During the month of February 2020, the last moment of the Before Times, The Truman Show had a modest 1,235 diary entries. That number tripled in April of that year, by which time the seriousness of the pandemic had become clear. And by July, deep in the worst of the pandemic, Truman fervor peaked, with a further 178 percent leap over April’s numbers, firmly placing it in the top 200 films watched by our members in a year of lockdown.
Now in true democratic form, Corry digs into the more than 33,000 Letterboxd reviews to provide a rounder (and Letterboxd self-advertising) explanation from ordinary viewers:
Christian Torres boiled it down effectively when he wrote:
Now every movie I see seems to be related to my life in quarantine. I am Truman and I want to escape.
And Sonya Sandra eloquently captured the film’s increased contemporary significance in her review:
This is a real-life daylight horror film. The best kind. Even more relevant in 2021 than ever. We are all Truman, we all want to find what is real in our fake lives filled with media, capitalism and ideology. And it’s our job to fight the storm and get to the truth of it all. Nothing is real, everything is for profit, and everyone is selfish. Go out and find what is real, because it’s definitely not here.
A bit of Randian/Q theorizing, no?
It is always incredible to see how far The Truman Show was ahead of [its] time. In a world where celebs are monitored 24/7 and we are showered with unnecessary private information on the web, where talent-free wannabes become famous and where you sometimes [wonder] what kind of surreal show society you are in—Truman and his fake show life cleverly have anticipated all of this. Only Truman knew nothing of his luck and he was granted an escape from his glass prison. We don’t really have this possibility… Aren’t we all Truman? Sometimes even voluntarily…
I have always known that I really enjoyed this film, but I had no clue that it would hold up so well years later… Could this be because the strange world that he finds himself in is far more similar to our world today? Possibly, but the idea and themes are so much more relevant now compared to when this originally released.

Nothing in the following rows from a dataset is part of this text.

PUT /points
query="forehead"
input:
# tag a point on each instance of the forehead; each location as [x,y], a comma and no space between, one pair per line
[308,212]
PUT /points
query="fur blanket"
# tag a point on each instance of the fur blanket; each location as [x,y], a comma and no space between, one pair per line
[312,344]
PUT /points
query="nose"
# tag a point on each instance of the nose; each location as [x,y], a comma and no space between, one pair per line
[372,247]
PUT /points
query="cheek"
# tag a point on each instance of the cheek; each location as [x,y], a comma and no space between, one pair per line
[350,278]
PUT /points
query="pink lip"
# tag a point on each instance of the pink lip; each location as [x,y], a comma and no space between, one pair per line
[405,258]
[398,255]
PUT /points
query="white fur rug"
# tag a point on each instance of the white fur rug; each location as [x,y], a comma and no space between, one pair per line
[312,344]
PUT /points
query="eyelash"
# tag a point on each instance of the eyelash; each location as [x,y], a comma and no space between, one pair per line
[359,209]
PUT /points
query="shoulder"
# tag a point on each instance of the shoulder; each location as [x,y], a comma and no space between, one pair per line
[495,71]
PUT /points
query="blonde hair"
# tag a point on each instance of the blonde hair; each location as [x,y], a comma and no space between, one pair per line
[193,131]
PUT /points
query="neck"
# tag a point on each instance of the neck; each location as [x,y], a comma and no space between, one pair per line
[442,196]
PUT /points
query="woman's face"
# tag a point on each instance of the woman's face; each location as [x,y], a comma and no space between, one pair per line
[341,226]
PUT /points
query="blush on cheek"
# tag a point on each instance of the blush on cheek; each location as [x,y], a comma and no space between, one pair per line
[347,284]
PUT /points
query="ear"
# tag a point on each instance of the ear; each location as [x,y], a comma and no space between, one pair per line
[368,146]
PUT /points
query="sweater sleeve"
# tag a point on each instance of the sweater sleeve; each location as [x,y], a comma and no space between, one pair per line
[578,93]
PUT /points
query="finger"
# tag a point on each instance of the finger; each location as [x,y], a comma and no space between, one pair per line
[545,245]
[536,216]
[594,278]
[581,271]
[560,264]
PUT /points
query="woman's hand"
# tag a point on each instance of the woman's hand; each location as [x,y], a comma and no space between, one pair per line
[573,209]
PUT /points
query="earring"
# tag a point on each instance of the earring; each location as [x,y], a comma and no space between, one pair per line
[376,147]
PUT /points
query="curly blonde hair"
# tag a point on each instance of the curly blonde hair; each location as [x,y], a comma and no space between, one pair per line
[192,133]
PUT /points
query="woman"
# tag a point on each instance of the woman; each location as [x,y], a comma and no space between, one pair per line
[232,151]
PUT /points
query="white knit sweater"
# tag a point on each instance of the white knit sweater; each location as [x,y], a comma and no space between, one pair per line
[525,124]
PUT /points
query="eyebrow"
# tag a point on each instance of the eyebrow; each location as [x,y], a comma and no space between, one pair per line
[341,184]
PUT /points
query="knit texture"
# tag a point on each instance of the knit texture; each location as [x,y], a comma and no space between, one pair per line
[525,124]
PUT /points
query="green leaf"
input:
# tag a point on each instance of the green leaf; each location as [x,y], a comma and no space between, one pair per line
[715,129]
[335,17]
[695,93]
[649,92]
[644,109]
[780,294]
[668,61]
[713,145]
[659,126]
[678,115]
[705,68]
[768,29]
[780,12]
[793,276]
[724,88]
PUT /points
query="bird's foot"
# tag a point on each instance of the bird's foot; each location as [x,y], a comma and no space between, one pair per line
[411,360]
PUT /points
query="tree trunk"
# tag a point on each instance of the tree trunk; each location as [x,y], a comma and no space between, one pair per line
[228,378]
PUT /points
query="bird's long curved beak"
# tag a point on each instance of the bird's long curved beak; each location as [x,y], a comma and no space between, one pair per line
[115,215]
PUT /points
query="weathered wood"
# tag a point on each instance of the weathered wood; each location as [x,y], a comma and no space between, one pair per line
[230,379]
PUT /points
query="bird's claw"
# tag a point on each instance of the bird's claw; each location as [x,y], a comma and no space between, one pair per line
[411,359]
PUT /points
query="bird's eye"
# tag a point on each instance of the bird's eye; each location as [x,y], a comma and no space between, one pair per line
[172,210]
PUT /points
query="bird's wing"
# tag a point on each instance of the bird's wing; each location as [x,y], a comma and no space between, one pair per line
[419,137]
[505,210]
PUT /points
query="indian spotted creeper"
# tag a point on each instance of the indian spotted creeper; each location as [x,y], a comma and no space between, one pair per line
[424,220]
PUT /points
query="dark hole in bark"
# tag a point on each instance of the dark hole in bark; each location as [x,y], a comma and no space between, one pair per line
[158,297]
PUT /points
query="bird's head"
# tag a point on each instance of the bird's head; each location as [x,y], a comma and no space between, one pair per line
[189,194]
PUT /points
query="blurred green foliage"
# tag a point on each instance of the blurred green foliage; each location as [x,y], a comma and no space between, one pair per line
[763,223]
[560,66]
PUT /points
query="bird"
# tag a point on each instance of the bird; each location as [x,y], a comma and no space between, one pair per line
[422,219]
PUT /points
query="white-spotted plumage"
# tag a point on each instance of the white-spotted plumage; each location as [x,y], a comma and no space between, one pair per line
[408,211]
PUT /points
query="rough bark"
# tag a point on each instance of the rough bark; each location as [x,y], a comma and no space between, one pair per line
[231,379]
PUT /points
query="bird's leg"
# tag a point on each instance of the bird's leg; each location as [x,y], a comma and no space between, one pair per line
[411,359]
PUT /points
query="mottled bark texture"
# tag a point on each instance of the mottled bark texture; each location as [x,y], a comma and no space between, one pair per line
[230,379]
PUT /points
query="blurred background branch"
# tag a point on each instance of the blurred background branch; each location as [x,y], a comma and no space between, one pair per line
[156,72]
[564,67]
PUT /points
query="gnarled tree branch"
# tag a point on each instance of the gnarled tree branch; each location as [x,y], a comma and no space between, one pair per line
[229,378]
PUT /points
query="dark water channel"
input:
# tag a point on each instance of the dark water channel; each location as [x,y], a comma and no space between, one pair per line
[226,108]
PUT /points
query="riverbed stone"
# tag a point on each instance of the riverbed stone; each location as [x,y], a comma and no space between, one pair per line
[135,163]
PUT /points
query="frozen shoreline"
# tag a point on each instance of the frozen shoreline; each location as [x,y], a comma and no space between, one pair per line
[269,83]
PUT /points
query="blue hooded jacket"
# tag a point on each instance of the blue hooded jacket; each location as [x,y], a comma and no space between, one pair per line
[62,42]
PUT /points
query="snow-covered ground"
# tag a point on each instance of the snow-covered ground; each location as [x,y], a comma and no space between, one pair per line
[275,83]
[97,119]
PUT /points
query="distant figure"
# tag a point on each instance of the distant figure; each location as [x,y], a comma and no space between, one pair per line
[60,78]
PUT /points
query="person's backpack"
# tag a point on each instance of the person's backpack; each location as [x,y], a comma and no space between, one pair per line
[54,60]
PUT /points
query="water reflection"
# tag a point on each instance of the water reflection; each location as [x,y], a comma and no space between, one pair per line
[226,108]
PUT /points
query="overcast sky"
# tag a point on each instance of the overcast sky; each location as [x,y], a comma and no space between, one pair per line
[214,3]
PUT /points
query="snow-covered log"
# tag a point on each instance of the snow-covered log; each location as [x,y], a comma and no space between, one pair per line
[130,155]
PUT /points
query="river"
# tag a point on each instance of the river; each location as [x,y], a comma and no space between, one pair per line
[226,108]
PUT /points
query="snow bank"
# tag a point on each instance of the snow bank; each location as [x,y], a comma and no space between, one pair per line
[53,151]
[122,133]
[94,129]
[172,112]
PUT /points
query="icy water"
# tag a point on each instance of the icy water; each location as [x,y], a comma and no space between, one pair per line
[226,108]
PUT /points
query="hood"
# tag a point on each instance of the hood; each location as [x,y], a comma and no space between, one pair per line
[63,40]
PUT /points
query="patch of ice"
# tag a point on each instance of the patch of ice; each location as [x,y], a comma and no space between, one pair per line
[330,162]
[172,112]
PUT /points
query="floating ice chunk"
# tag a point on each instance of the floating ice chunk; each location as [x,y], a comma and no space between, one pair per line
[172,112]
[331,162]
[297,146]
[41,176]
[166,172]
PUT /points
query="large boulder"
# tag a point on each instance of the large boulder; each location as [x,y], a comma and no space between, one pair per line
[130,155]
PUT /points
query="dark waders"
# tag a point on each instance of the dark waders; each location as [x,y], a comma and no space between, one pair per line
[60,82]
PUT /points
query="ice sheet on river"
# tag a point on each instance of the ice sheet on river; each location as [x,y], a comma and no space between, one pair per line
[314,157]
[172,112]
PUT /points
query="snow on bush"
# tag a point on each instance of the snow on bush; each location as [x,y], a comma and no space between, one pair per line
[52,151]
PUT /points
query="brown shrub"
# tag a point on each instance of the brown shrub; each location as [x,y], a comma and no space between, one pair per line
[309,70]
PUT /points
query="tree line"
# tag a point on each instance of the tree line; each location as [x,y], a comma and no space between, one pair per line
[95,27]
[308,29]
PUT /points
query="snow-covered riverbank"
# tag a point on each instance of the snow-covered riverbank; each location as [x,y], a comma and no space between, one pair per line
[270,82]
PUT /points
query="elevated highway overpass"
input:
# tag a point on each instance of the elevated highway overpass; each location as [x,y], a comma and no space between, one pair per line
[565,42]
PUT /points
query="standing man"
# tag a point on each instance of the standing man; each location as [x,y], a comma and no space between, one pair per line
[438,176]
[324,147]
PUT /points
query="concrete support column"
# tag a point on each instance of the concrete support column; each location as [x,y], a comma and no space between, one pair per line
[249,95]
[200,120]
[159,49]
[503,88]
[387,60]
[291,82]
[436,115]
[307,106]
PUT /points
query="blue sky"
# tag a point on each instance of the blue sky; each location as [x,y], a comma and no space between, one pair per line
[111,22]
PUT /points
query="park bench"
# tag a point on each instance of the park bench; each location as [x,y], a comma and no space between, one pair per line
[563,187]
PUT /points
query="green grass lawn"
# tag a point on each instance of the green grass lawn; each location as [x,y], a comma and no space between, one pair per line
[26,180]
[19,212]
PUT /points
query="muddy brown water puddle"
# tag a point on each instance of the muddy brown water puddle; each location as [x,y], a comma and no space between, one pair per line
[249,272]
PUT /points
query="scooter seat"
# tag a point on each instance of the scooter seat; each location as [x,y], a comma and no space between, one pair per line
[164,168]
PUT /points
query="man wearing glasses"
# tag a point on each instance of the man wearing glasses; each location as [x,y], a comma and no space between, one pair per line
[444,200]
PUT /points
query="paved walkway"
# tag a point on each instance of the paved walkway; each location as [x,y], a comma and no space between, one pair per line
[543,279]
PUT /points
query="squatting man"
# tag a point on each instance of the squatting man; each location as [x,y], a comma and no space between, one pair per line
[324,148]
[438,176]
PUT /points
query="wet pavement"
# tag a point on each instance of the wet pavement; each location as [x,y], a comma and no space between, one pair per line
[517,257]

We are all generally pretty aware of how ahead of its time The Truman Show was, but that doesn’t lessen its impact. Maddie’s review shows that there’s always some new angle to consider:
Imagine being an extra in this movie… You would be an extra, playing an actor, playing an extra. Think about that long enough and tell me that doesn’t make you want to walk into the ocean.
Watching other people watch somebody else while also watching that person while also watching the person watching over that person is a great reminder that watching is weird, and to be watched is to not own yourself. Don’t watch, don’t try to be watched. Just live.
Or perhaps Will encapsulates the film’s ability to present an ever-evolving message best, writing that
clearly, this is video proof that we live in a simulation.
Beyond mere prescience, The Truman Show is a telling mirror to whatever era it is viewed in. Its message will continue to evolve.
But this ideational evolution will only continue in so far as people allow themselves to willingly become Truman. And no matter if you find yourself becoming Truman or not, it doesn’t really matter, you’re fucked anyway.